Impreparati anche loro, i piccoli e grandi personaggi della classe politica. Solo pochi  intuivano qualcosa di quelle strategie di morte per via dei ruoli istituzionali che avevano ricoperto. Ma tacevano. I nomi? Basta scorrere gli elenchi dei capi dei servizi segreti, dei presidenti del Consiglio, dei ministri della Difesa e dell’Interno, dei presidenti della Repubblica…certamente non tutti, in ugual misura. Ripenso al tono solenne con cui Rumor la sera del 12 dicembre del ’69 annunciò agli italiani la severità e la rapidità con cui lo Stato avrebbe scoperto i colpevoli della strage di Piazza Fontana: sapeva già che era stata preparata la trappola contro gli anarchici, e che ci sarebbe voluto più di mezzo secolo per avere la certezza giudiziaria della regia di Ordine Nuovo, sotto la copertura dei servizi? Oppure ignorava quella strategia studiata per il nostro Paese?

Terrorismo nero e terrorismo brigatista avevano costretto l’ informazione a “specializzarsi” e i partiti politici, ad affidarsi ad “esperti”. Cosi come, nel decennio successivo, accadde per le stragi di mafia.

La nostra giornata di lavoro cominciava a Piazzale Clodio, nel tribunale celebre allora come “porto delle nebbie” e continuava in Parlamento, fra commissioni e audizioni, e Piazza del Gesù, le Botteghe Oscure e via del Corso.

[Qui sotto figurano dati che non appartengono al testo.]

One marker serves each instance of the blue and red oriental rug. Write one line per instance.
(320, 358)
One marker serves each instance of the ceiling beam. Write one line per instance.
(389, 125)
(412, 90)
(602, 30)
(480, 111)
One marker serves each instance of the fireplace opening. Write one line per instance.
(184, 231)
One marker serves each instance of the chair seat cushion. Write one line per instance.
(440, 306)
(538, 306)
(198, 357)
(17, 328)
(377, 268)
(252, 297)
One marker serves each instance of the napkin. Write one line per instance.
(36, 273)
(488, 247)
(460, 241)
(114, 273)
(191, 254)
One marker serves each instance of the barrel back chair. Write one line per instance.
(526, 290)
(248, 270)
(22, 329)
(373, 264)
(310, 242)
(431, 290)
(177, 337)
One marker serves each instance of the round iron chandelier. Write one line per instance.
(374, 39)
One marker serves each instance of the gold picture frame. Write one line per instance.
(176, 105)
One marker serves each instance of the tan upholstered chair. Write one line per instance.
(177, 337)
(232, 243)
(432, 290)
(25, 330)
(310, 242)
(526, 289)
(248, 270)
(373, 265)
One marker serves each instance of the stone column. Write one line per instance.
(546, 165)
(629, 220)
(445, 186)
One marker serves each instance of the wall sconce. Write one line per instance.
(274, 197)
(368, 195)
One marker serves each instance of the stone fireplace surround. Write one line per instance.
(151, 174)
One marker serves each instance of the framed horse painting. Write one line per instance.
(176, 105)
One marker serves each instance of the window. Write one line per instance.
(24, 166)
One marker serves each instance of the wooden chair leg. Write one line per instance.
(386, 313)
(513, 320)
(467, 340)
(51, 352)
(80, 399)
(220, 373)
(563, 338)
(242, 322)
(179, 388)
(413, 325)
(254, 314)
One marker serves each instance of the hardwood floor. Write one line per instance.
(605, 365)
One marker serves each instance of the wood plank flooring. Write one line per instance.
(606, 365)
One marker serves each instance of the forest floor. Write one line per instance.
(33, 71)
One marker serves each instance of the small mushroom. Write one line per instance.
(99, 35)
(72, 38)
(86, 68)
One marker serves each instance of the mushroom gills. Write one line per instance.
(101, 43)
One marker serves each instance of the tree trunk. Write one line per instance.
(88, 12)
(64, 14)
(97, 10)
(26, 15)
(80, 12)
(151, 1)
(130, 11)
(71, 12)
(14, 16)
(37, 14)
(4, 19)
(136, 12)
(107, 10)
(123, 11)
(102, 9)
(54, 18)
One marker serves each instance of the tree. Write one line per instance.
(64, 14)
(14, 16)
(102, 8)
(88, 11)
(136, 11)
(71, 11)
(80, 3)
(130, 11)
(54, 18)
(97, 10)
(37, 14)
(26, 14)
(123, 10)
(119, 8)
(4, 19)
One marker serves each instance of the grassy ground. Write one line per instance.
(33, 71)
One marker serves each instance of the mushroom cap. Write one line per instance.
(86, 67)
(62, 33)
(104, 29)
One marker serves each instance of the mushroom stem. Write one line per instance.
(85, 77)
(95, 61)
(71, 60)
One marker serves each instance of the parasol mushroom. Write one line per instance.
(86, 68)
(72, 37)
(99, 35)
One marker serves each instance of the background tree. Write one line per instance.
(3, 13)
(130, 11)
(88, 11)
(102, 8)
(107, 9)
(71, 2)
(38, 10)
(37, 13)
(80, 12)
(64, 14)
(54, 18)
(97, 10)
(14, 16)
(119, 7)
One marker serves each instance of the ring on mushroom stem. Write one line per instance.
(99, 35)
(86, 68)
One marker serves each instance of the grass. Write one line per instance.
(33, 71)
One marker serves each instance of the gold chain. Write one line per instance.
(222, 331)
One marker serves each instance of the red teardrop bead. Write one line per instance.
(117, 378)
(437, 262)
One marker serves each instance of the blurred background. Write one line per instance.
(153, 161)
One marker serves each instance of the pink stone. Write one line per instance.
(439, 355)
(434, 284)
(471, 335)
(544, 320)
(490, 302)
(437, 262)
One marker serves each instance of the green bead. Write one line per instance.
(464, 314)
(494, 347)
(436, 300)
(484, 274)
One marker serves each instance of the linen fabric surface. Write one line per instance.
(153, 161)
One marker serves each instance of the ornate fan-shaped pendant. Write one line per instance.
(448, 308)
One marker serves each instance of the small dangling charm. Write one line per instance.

Fu difficile raccontare i 55 giorni, tutti i 55 giorni, della prigionia di Aldo Moro, la ricerca del covo, i documenti delle Br, le lettere del presidente della Dc. E il 9 maggio, la Renault rossa in via Caetani. E la complessità delle posizioni politiche, Dc e Pci contro la trattativa e il Psi dall’altra parte. Oppure il 1981, quando  negli elenchi della P2 trovammo politici e giornalisti insieme, magistrati, militari e uomini delle Istituzioni: una massa opaca che ha pesato e ancora pesa sul nostro Paese. Consegnandoci un’ansia di verità che non finisce mai.